Thursday, 14 July 2011 at 12:33, Bloomberg

The Reserve Bank of India may raise rates even after latest terrorist attack in Mumbai, economists said. (REUTERS)
India’s inflation accelerated to 9.44 percent in June, adding pressure on the central bank to extend its longest stretch of interest-rate increases in a decade. Bonds pared gains.
The benchmark wholesale-price index rose from 9.06 per cent in May, the commerce ministry said in a statement in New Delhi today. The median estimate of 28 economists in a Bloomberg News survey was for a 9.68 per cent increase.
The Reserve Bank of India may raise rates this month even after Mumbai was hit yesterday by the biggest terrorist attack since November 2008, economists said. India has persisted with monetary tightening, while neighbors from Malaysia to Indonesia refrained from raising rates in July on concern that Europe’s debt crisis and slowing US growth will hurt Asian economies.
“The central bank’s stance will be governed by inflation,” Shubhada Rao, chief economist at Mumbai-based Yes Bank Ltd, said before the report. “These attacks are unlikely to have any material impact on the economy.”
She predicted the central bank will increase its repurchase rate by a quarter of a percentage point to 7.75 per cent in the next policy announcement on July 26. The Reserve Bank has raised borrowing costs 10 times since the start of 2010.

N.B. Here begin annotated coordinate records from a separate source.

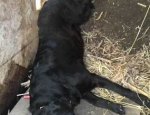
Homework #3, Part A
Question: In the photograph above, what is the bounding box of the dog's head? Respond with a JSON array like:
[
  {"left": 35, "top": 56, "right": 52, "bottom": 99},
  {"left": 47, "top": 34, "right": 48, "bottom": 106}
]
[
  {"left": 31, "top": 101, "right": 74, "bottom": 115},
  {"left": 39, "top": 0, "right": 94, "bottom": 26}
]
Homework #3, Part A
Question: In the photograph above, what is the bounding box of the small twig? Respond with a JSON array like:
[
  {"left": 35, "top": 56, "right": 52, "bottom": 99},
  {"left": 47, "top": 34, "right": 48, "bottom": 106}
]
[{"left": 128, "top": 5, "right": 150, "bottom": 54}]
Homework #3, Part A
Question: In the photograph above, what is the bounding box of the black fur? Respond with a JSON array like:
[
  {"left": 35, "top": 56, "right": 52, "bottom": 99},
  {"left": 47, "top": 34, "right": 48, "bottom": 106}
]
[{"left": 30, "top": 0, "right": 150, "bottom": 115}]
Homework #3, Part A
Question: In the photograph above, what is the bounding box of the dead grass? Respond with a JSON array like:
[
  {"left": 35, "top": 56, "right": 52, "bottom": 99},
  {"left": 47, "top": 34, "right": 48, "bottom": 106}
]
[{"left": 83, "top": 30, "right": 150, "bottom": 115}]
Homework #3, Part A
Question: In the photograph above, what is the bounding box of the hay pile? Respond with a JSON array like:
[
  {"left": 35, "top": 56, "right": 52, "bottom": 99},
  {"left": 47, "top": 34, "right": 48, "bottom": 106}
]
[{"left": 83, "top": 30, "right": 150, "bottom": 115}]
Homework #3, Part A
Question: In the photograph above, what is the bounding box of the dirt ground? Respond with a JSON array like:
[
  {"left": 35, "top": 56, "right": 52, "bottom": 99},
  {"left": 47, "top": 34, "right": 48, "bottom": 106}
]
[
  {"left": 8, "top": 0, "right": 150, "bottom": 115},
  {"left": 83, "top": 0, "right": 150, "bottom": 50}
]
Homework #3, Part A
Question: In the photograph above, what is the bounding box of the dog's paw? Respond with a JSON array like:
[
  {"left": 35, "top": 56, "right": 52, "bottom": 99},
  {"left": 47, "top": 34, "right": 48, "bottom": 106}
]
[
  {"left": 138, "top": 95, "right": 150, "bottom": 108},
  {"left": 109, "top": 103, "right": 125, "bottom": 115}
]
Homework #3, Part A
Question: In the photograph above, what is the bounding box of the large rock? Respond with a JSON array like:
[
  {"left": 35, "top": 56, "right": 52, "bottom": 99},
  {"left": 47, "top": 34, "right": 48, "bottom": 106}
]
[{"left": 0, "top": 0, "right": 37, "bottom": 114}]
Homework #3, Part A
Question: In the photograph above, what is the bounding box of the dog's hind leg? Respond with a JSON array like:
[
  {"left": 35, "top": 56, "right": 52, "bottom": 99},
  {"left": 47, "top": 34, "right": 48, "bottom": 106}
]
[{"left": 83, "top": 92, "right": 125, "bottom": 115}]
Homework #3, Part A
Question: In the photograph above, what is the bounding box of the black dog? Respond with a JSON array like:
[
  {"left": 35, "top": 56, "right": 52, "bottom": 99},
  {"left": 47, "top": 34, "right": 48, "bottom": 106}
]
[{"left": 30, "top": 0, "right": 150, "bottom": 115}]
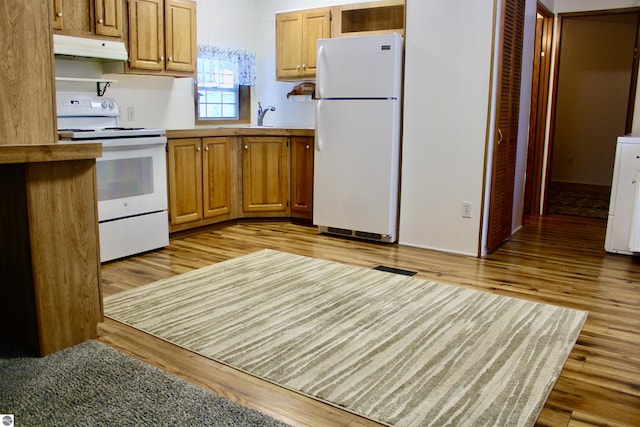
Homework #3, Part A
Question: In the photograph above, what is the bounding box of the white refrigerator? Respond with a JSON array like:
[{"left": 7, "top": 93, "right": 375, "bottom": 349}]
[
  {"left": 604, "top": 136, "right": 640, "bottom": 255},
  {"left": 313, "top": 34, "right": 403, "bottom": 243}
]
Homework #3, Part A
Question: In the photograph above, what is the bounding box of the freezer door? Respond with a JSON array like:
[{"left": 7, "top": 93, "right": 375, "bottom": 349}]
[
  {"left": 316, "top": 34, "right": 402, "bottom": 99},
  {"left": 313, "top": 100, "right": 400, "bottom": 241}
]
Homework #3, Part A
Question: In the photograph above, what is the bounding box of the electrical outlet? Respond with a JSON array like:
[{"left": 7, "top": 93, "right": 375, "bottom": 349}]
[{"left": 462, "top": 202, "right": 472, "bottom": 218}]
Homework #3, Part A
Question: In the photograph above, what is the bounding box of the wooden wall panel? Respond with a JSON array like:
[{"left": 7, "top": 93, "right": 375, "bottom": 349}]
[{"left": 0, "top": 0, "right": 57, "bottom": 145}]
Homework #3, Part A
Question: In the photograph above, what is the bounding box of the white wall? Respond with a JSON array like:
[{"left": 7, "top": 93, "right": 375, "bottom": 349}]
[{"left": 399, "top": 0, "right": 494, "bottom": 255}]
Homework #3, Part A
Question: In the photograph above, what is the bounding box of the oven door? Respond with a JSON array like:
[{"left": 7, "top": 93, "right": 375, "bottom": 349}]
[{"left": 96, "top": 137, "right": 167, "bottom": 222}]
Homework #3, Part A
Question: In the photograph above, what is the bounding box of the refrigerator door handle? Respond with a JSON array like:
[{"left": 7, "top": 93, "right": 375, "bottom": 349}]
[
  {"left": 316, "top": 45, "right": 324, "bottom": 99},
  {"left": 315, "top": 99, "right": 322, "bottom": 151}
]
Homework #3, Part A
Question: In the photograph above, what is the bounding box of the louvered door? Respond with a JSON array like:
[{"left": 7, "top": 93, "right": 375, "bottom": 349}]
[{"left": 487, "top": 0, "right": 525, "bottom": 251}]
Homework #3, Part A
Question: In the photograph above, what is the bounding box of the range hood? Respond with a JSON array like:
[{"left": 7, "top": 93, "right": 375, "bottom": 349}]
[{"left": 53, "top": 34, "right": 129, "bottom": 61}]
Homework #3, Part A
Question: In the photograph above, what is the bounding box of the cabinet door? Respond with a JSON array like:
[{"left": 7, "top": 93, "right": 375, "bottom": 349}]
[
  {"left": 51, "top": 0, "right": 64, "bottom": 30},
  {"left": 95, "top": 0, "right": 122, "bottom": 37},
  {"left": 242, "top": 137, "right": 289, "bottom": 212},
  {"left": 129, "top": 0, "right": 164, "bottom": 71},
  {"left": 167, "top": 138, "right": 202, "bottom": 225},
  {"left": 291, "top": 136, "right": 313, "bottom": 218},
  {"left": 165, "top": 0, "right": 197, "bottom": 72},
  {"left": 302, "top": 10, "right": 331, "bottom": 77},
  {"left": 202, "top": 137, "right": 231, "bottom": 218},
  {"left": 276, "top": 12, "right": 302, "bottom": 79}
]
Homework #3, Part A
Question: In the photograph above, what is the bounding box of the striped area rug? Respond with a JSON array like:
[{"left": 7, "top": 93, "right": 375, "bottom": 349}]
[{"left": 104, "top": 249, "right": 587, "bottom": 426}]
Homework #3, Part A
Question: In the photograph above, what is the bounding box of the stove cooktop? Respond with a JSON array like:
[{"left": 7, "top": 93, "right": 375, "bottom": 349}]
[{"left": 58, "top": 127, "right": 166, "bottom": 141}]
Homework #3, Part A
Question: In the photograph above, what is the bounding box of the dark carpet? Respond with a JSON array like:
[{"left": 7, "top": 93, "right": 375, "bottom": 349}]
[{"left": 0, "top": 341, "right": 285, "bottom": 426}]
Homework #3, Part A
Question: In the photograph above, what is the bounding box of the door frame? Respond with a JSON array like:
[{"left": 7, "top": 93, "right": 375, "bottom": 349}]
[
  {"left": 523, "top": 2, "right": 554, "bottom": 216},
  {"left": 527, "top": 3, "right": 640, "bottom": 215}
]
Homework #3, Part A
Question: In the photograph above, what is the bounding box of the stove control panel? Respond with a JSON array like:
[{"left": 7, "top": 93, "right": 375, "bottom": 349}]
[{"left": 56, "top": 94, "right": 120, "bottom": 117}]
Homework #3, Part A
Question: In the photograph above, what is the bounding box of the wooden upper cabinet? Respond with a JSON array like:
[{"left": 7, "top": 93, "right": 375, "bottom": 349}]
[
  {"left": 127, "top": 0, "right": 197, "bottom": 76},
  {"left": 331, "top": 0, "right": 405, "bottom": 37},
  {"left": 95, "top": 0, "right": 123, "bottom": 37},
  {"left": 51, "top": 0, "right": 124, "bottom": 39},
  {"left": 129, "top": 0, "right": 164, "bottom": 71},
  {"left": 165, "top": 0, "right": 197, "bottom": 73},
  {"left": 51, "top": 0, "right": 64, "bottom": 30},
  {"left": 276, "top": 8, "right": 331, "bottom": 81}
]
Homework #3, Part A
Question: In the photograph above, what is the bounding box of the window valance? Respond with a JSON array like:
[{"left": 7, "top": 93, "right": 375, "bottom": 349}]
[{"left": 198, "top": 45, "right": 257, "bottom": 86}]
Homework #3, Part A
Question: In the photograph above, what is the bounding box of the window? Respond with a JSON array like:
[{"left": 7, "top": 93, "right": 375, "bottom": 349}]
[{"left": 195, "top": 46, "right": 256, "bottom": 123}]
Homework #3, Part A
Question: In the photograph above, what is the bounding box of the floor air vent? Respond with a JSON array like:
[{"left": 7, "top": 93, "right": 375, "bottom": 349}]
[{"left": 373, "top": 265, "right": 417, "bottom": 276}]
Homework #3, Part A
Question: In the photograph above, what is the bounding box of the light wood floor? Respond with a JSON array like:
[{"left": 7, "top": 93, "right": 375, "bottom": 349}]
[{"left": 99, "top": 215, "right": 640, "bottom": 426}]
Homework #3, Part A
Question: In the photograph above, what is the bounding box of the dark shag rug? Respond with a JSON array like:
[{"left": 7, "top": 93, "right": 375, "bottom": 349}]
[{"left": 0, "top": 340, "right": 285, "bottom": 426}]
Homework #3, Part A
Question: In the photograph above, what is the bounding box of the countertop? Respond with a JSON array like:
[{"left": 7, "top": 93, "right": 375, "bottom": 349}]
[
  {"left": 0, "top": 143, "right": 102, "bottom": 164},
  {"left": 167, "top": 126, "right": 315, "bottom": 139}
]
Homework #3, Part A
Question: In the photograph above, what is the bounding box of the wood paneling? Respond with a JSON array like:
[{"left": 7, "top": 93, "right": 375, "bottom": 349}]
[
  {"left": 0, "top": 0, "right": 57, "bottom": 145},
  {"left": 487, "top": 0, "right": 525, "bottom": 251},
  {"left": 25, "top": 159, "right": 102, "bottom": 355},
  {"left": 99, "top": 215, "right": 640, "bottom": 426}
]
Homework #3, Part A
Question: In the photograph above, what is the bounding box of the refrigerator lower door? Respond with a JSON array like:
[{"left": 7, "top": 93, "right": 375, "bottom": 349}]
[{"left": 313, "top": 100, "right": 400, "bottom": 242}]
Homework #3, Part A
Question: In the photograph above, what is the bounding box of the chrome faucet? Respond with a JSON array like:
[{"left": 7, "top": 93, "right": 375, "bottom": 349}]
[{"left": 258, "top": 102, "right": 276, "bottom": 126}]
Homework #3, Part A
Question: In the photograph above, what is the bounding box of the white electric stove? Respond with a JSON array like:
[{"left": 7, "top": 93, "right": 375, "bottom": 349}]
[{"left": 57, "top": 95, "right": 169, "bottom": 262}]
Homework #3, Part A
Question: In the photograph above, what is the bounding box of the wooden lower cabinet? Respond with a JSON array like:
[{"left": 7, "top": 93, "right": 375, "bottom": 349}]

The yield on the 7.80 per cent note due in April 2021 was at 8.27 per cent as of 12:14pm, compared with 8.26 per cent before the report was published. The Bombay Stock Exchange’s Sensitive Index fell 0.1 percent and the rupee was little changed at 44.54 against the dollar.
Three bomb blasts in Mumbai yesterday killed at least 17 people and injured 131 others, according to a statement from the home ministry. Yesterday’s attack is the first in the nation’s financial capital since Pakistani gunmen killed about 160 people in 2008.
Inflation in India may have accelerated in June, Finance Minister Pranab Mukherjee signaled after the government raised diesel costs last month for the first time in a year.
Prime Minister Manmohan Singh’s government on June 24 allowed state-run refiners including Indian Oil Corp to increase diesel prices by 3 rupees (7 cents) a liter, kerosene by 2 rupees a liter and cooking gas by 50 rupees for every 14.2 kilogramme bottle. The decision was aimed at reducing subsidies and helping limit losses at companies selling fuels below cost.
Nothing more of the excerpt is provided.